L’institut national des arts (INA) va mettre en place dans les prochains jours une structure censée former les artistes qui s’exercent déjà dans le le cinéma en République Démocratique du Congo. Son secrétaire général académique Ferdinand Katomakiwsako l’a affirmé ce lundi 28 octobre à votre rédaction à l’occasion de la Journée mondiale du cinéma d’animation.

Selon l’académique de cet alma mater, c’est pour rendre professionnels les prestataires de l’art dramatique (théâtre )éparpillés à travers le pays.

 » Au Congo, les compétences sont là. Il y a beaucoup des cinéastes, certains à la RTNC, ou autres et d’autres qui ont obtenu des prix à l’étranger. Ce qui leur manque ce sont des moyens. (…) Nous à l’INA formons les jeunes qui se confirment déjà et nous voulons à la longue créer une structure où ceux qui sont déjà sur terrain peuvent venir se perfectionner et produire scènes qui peuvent être présentées ailleurs. » souligne ce membre du comité de gestion de l’INA.

Cette initiative vise essentiellement à améliorer les contenus des productions cinématographiques ou d’art dramatique.

« Ils pourront utiliser la sous-titraille qui va les permettre de jouer en lingala puis traduire pour une consommation étrangère. Mais il y a aussi la qualité, nous allons leur donner des techniques pour améliorer la qualité de leurs scènes parce que beaucoup aujourd’hui manquent des techniques appropriées pour jouer des scènes par improvisation. Ils n’ont pas des textes et ils ne font que des improvisations. » a dit le SG de l’INA.

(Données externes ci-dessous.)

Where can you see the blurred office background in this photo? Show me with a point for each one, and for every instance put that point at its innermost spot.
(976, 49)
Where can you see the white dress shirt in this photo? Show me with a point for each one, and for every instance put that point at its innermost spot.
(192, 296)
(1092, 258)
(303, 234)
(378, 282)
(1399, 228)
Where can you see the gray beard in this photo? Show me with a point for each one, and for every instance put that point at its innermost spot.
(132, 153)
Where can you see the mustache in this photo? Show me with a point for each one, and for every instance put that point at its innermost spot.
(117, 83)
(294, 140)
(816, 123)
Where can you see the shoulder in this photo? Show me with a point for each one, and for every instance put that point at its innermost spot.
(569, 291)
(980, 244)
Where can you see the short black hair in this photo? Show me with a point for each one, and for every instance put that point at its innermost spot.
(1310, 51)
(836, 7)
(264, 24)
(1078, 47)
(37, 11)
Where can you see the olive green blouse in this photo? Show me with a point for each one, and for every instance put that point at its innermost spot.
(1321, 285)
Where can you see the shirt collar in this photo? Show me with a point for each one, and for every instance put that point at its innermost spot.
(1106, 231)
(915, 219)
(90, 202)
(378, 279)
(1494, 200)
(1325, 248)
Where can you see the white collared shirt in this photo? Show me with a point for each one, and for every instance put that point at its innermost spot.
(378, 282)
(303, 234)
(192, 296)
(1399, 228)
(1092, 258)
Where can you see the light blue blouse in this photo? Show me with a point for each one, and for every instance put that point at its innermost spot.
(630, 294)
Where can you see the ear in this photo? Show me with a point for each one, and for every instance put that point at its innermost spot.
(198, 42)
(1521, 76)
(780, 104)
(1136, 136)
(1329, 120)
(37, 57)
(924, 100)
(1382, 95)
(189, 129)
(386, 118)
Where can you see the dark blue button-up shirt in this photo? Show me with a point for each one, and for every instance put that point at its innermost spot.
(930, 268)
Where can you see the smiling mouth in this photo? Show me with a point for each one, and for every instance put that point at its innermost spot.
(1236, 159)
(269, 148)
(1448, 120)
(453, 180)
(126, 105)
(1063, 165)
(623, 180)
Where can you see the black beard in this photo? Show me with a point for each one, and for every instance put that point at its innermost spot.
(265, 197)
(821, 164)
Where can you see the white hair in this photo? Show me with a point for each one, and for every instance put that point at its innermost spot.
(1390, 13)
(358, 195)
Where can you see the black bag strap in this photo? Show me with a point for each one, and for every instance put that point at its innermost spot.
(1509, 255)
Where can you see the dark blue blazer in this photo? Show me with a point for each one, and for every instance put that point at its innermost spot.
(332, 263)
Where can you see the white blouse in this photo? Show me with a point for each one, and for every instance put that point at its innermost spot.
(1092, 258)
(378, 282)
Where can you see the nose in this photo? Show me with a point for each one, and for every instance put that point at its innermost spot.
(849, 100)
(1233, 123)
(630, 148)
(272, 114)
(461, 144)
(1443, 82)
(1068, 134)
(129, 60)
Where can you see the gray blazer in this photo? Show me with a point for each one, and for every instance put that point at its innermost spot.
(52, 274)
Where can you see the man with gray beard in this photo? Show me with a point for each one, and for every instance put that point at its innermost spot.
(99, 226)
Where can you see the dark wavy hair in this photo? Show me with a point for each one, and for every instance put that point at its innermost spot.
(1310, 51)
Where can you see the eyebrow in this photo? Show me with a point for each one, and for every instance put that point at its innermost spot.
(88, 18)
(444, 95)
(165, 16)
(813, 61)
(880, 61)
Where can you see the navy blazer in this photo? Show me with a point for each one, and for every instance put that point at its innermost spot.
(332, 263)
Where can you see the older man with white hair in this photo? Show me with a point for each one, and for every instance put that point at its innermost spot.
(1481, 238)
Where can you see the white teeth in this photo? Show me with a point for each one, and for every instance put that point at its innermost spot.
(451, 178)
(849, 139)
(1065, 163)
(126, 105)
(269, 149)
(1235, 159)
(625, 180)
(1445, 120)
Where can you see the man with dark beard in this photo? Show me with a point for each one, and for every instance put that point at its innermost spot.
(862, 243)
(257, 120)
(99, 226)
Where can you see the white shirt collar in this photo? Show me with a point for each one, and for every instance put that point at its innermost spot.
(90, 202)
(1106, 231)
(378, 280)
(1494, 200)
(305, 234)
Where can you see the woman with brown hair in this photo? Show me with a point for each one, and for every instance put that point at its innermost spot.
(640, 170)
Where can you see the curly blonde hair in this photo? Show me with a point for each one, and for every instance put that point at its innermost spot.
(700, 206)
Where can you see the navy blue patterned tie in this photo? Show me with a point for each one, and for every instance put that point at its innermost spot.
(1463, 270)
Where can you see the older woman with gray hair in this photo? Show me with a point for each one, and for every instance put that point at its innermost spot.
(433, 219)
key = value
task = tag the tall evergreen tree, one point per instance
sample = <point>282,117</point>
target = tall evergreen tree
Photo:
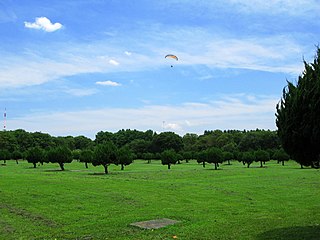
<point>298,116</point>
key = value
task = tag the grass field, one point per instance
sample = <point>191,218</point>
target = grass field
<point>235,202</point>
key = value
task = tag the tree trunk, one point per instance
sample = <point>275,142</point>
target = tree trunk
<point>106,169</point>
<point>61,166</point>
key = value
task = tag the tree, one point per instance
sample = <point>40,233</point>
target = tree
<point>298,116</point>
<point>82,142</point>
<point>35,155</point>
<point>168,157</point>
<point>60,155</point>
<point>167,140</point>
<point>104,154</point>
<point>261,156</point>
<point>86,156</point>
<point>124,157</point>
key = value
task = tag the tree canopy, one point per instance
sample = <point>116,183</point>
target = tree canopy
<point>298,116</point>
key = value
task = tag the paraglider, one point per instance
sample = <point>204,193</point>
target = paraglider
<point>171,56</point>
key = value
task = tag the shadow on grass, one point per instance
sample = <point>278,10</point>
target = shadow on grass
<point>291,233</point>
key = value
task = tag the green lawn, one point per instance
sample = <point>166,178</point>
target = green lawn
<point>235,202</point>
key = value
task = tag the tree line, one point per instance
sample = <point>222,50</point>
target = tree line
<point>122,147</point>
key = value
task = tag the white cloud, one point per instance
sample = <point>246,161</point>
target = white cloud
<point>113,62</point>
<point>231,112</point>
<point>291,7</point>
<point>80,92</point>
<point>44,24</point>
<point>108,83</point>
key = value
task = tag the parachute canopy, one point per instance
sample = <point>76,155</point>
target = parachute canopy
<point>172,56</point>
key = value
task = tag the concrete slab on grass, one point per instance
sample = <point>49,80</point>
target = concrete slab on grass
<point>154,224</point>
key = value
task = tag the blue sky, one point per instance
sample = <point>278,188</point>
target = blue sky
<point>78,67</point>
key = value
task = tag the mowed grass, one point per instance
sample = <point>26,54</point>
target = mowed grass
<point>235,202</point>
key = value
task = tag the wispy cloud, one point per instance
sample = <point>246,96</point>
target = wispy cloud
<point>114,62</point>
<point>290,7</point>
<point>273,54</point>
<point>230,112</point>
<point>43,23</point>
<point>108,83</point>
<point>80,92</point>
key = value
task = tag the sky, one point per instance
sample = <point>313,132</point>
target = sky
<point>78,67</point>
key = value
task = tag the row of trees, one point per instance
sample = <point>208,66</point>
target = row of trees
<point>122,147</point>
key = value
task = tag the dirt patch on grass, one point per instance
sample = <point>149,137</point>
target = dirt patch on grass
<point>35,218</point>
<point>6,228</point>
<point>154,224</point>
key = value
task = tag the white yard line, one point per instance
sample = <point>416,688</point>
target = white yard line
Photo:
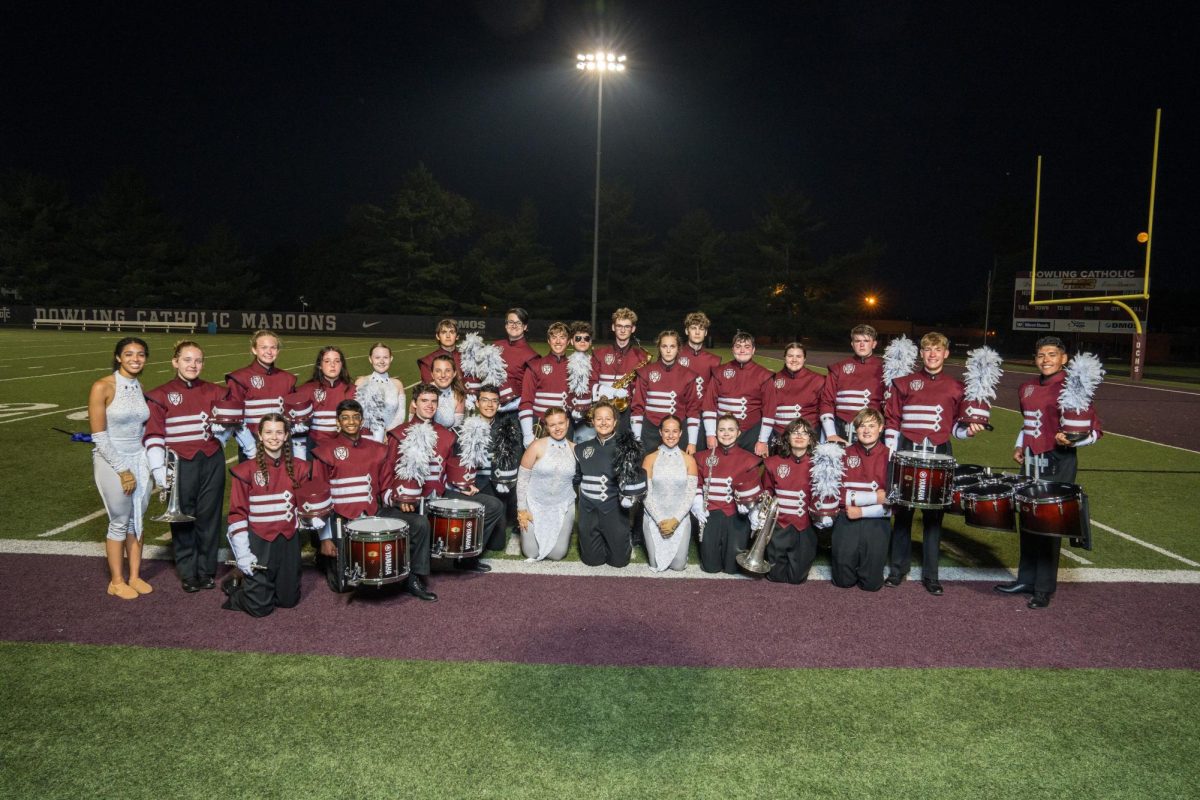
<point>576,569</point>
<point>73,523</point>
<point>76,523</point>
<point>1146,545</point>
<point>1074,557</point>
<point>34,416</point>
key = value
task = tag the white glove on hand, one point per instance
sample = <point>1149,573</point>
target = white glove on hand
<point>240,546</point>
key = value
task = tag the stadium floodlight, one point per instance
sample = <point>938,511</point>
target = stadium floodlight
<point>599,62</point>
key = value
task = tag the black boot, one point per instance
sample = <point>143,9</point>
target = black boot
<point>418,589</point>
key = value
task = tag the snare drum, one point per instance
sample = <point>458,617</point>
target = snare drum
<point>921,480</point>
<point>378,551</point>
<point>456,528</point>
<point>989,505</point>
<point>1050,509</point>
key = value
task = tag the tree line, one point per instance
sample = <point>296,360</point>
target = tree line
<point>431,251</point>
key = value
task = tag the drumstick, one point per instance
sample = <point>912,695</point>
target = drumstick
<point>258,567</point>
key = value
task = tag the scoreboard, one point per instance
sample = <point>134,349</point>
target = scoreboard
<point>1078,317</point>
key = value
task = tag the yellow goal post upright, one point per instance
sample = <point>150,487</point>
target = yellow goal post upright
<point>1138,356</point>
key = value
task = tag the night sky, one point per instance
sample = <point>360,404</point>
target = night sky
<point>905,122</point>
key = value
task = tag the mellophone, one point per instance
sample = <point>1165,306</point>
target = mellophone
<point>1001,501</point>
<point>373,551</point>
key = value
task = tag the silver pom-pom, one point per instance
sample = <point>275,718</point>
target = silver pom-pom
<point>474,441</point>
<point>579,373</point>
<point>827,470</point>
<point>982,376</point>
<point>483,362</point>
<point>415,452</point>
<point>899,359</point>
<point>1085,373</point>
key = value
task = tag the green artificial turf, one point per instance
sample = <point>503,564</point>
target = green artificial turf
<point>1135,487</point>
<point>84,721</point>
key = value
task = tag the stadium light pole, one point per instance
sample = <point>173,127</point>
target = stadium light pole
<point>599,62</point>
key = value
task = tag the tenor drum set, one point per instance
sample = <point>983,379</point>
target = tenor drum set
<point>1000,501</point>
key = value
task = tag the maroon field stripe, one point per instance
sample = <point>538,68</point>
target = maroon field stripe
<point>624,621</point>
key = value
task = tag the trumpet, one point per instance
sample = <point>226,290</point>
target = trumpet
<point>622,403</point>
<point>753,560</point>
<point>171,495</point>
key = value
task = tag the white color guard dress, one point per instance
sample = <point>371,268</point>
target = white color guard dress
<point>669,495</point>
<point>125,421</point>
<point>552,497</point>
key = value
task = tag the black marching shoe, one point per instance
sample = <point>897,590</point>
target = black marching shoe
<point>418,589</point>
<point>1041,600</point>
<point>231,582</point>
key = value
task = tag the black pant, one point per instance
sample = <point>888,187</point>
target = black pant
<point>901,529</point>
<point>279,585</point>
<point>1038,565</point>
<point>790,553</point>
<point>724,536</point>
<point>930,542</point>
<point>493,517</point>
<point>859,551</point>
<point>605,536</point>
<point>202,495</point>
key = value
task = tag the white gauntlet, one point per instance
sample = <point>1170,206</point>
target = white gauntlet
<point>108,452</point>
<point>523,477</point>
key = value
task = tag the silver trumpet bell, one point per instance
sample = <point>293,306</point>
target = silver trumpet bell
<point>173,512</point>
<point>754,559</point>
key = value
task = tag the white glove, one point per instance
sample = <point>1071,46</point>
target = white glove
<point>240,546</point>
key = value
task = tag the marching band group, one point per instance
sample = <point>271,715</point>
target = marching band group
<point>619,445</point>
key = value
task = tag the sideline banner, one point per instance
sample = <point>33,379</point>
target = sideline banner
<point>247,320</point>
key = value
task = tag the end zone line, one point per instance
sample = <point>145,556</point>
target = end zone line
<point>1147,545</point>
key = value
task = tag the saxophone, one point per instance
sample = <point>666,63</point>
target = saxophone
<point>622,403</point>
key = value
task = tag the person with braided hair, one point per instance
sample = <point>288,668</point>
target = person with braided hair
<point>118,414</point>
<point>271,495</point>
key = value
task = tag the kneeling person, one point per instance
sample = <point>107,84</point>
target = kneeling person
<point>862,530</point>
<point>268,494</point>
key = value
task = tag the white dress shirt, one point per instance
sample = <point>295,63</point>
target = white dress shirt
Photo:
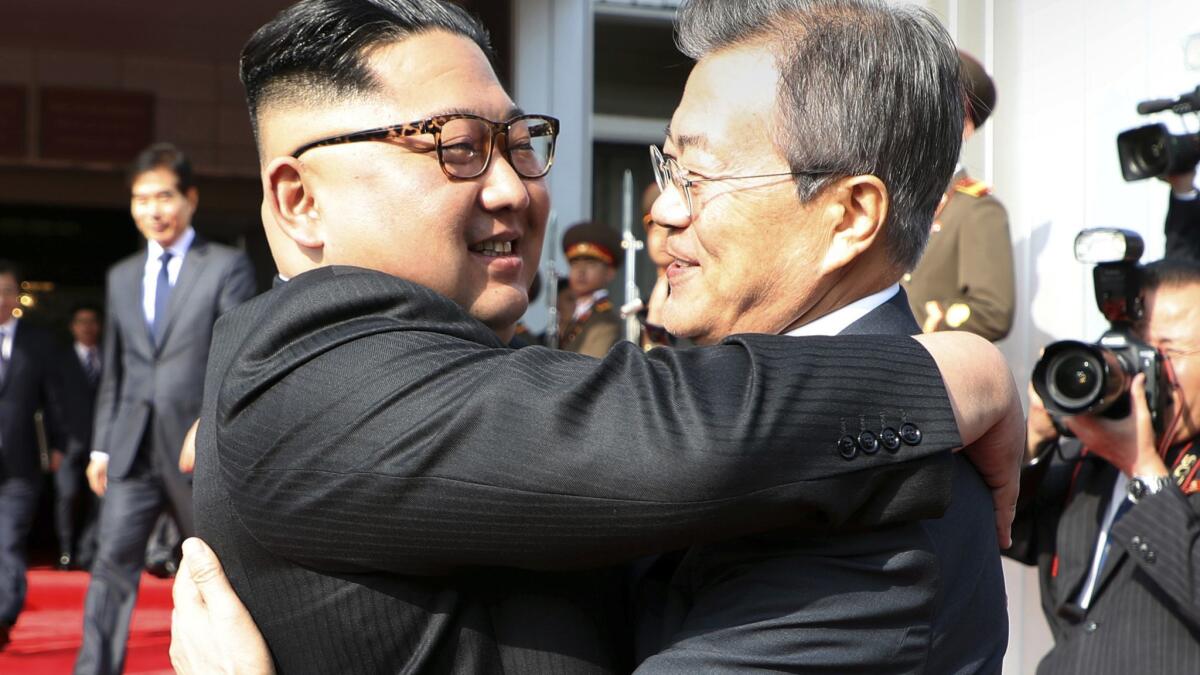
<point>839,320</point>
<point>150,273</point>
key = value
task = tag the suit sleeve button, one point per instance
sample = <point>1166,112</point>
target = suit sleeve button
<point>889,440</point>
<point>910,434</point>
<point>868,442</point>
<point>847,447</point>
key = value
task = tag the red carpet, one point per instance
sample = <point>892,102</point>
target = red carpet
<point>47,634</point>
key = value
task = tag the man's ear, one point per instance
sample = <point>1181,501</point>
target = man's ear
<point>856,214</point>
<point>291,204</point>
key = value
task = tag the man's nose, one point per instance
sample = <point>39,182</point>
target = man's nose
<point>670,209</point>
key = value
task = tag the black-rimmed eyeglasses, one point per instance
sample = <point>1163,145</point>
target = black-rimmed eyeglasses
<point>465,143</point>
<point>667,172</point>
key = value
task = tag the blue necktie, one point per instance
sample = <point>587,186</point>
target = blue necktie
<point>161,297</point>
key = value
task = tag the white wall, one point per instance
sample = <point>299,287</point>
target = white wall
<point>1069,73</point>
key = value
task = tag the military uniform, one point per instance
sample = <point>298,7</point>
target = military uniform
<point>967,267</point>
<point>594,330</point>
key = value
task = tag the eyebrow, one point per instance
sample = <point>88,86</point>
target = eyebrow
<point>514,112</point>
<point>688,139</point>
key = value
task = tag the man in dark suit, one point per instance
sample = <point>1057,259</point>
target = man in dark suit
<point>75,505</point>
<point>28,383</point>
<point>1111,518</point>
<point>161,303</point>
<point>364,460</point>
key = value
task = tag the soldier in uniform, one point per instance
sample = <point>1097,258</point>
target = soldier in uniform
<point>965,279</point>
<point>595,324</point>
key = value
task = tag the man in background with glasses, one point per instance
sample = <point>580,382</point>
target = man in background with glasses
<point>388,485</point>
<point>1113,515</point>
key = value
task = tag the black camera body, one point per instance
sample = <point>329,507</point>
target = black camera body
<point>1074,377</point>
<point>1151,150</point>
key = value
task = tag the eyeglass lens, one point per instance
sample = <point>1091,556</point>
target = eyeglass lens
<point>466,147</point>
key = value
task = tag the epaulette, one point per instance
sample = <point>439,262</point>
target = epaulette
<point>972,187</point>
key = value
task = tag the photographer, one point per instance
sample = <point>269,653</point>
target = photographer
<point>1183,217</point>
<point>1113,517</point>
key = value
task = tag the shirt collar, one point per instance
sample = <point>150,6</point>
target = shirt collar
<point>179,249</point>
<point>840,318</point>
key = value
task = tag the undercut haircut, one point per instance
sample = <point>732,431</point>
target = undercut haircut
<point>865,88</point>
<point>1170,272</point>
<point>316,51</point>
<point>165,156</point>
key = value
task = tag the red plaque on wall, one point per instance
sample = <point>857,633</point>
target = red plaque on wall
<point>12,121</point>
<point>95,125</point>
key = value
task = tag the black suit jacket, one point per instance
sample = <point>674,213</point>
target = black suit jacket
<point>30,383</point>
<point>369,454</point>
<point>1183,230</point>
<point>917,597</point>
<point>78,406</point>
<point>156,389</point>
<point>1145,611</point>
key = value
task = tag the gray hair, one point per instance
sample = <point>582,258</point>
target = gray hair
<point>865,88</point>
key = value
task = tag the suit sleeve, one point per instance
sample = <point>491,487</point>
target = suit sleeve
<point>985,272</point>
<point>1162,533</point>
<point>108,394</point>
<point>1183,228</point>
<point>417,453</point>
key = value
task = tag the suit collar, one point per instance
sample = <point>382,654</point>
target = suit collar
<point>838,321</point>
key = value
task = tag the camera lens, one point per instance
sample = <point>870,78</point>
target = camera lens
<point>1074,378</point>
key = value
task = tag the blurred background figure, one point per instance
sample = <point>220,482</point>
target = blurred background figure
<point>965,279</point>
<point>162,303</point>
<point>75,505</point>
<point>28,382</point>
<point>594,324</point>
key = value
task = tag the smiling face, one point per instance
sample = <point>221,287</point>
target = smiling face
<point>747,260</point>
<point>160,210</point>
<point>1174,327</point>
<point>389,207</point>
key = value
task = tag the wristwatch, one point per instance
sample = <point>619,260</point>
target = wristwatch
<point>1144,485</point>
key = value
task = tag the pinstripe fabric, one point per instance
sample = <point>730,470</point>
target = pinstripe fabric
<point>370,455</point>
<point>1145,615</point>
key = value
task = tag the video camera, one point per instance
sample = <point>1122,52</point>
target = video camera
<point>1077,377</point>
<point>1150,151</point>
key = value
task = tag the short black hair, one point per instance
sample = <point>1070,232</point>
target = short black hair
<point>316,49</point>
<point>1169,272</point>
<point>12,269</point>
<point>867,87</point>
<point>165,155</point>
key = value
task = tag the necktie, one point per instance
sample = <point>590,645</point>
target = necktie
<point>91,365</point>
<point>161,297</point>
<point>4,359</point>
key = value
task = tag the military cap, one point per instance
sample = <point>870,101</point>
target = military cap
<point>595,240</point>
<point>981,90</point>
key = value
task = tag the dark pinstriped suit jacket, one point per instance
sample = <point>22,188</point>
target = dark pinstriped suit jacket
<point>370,457</point>
<point>918,597</point>
<point>1145,614</point>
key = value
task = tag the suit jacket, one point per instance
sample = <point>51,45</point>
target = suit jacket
<point>369,454</point>
<point>1145,611</point>
<point>78,406</point>
<point>1183,230</point>
<point>969,261</point>
<point>917,597</point>
<point>157,389</point>
<point>30,383</point>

Outre cet aspect lié aux contenus des cinéastes congolais, l’industrie cinématographique de la RDC, plus de 60 ans après l’indépendance, est restée handicapée et peine également s’affirmer sur le plan international à cause d’un manque de politique en la matière, du financement et des infrastructures dédiés à ce secteur.C’est ce qu’a fait savoir Wayway Ngombo, spécialistes et enseignant des matières à caractère cinématographique « Notre pays ne s’affirme pas sur le plan international par qu’il y a des préalables à respecter. Il s’agit premièrement du manque d’une politique en la matière: Cad une instruction censée servir de ligne de conduite du secteur. Secundo, nous n’avons pas des infrastructures cinématographiques: Par exemple, pour une province comme Kinshasa qui a 24 communes, à peine on retrouve 2 ou 3 salles de cinéma appartenant aux privés en lieu et place de 3 par commune. Et enfin, le financement pcq le cinéma est toute une industrie. Ce revient à dire qu’il y plusieurs métiers qui s’entremêlent. Et l’État ne finance pas les cinéastes congolais. Dans ces conditions, il n’est pas possible que le cinéma congolais puisse se faire reconnaître au niveau international. » explique Wayway Ngombo.

Signalons que les prémisses du cinéma Congolais après l’indépendance ont été tout de même marquées notamment par les prestations du groupe salongo qui ont marqué les esprits.Cette journée rappelle aussi que la radio télévision nationale congolaise, RTNC en sigle (chaîne publique) a dans ses prérogatives pour mission de créer et promouvoir les productions cinématiques et d’autres s’y rapportant.Depuis un moment, elle ne dispose plus des moyens pour accomplir cette mission.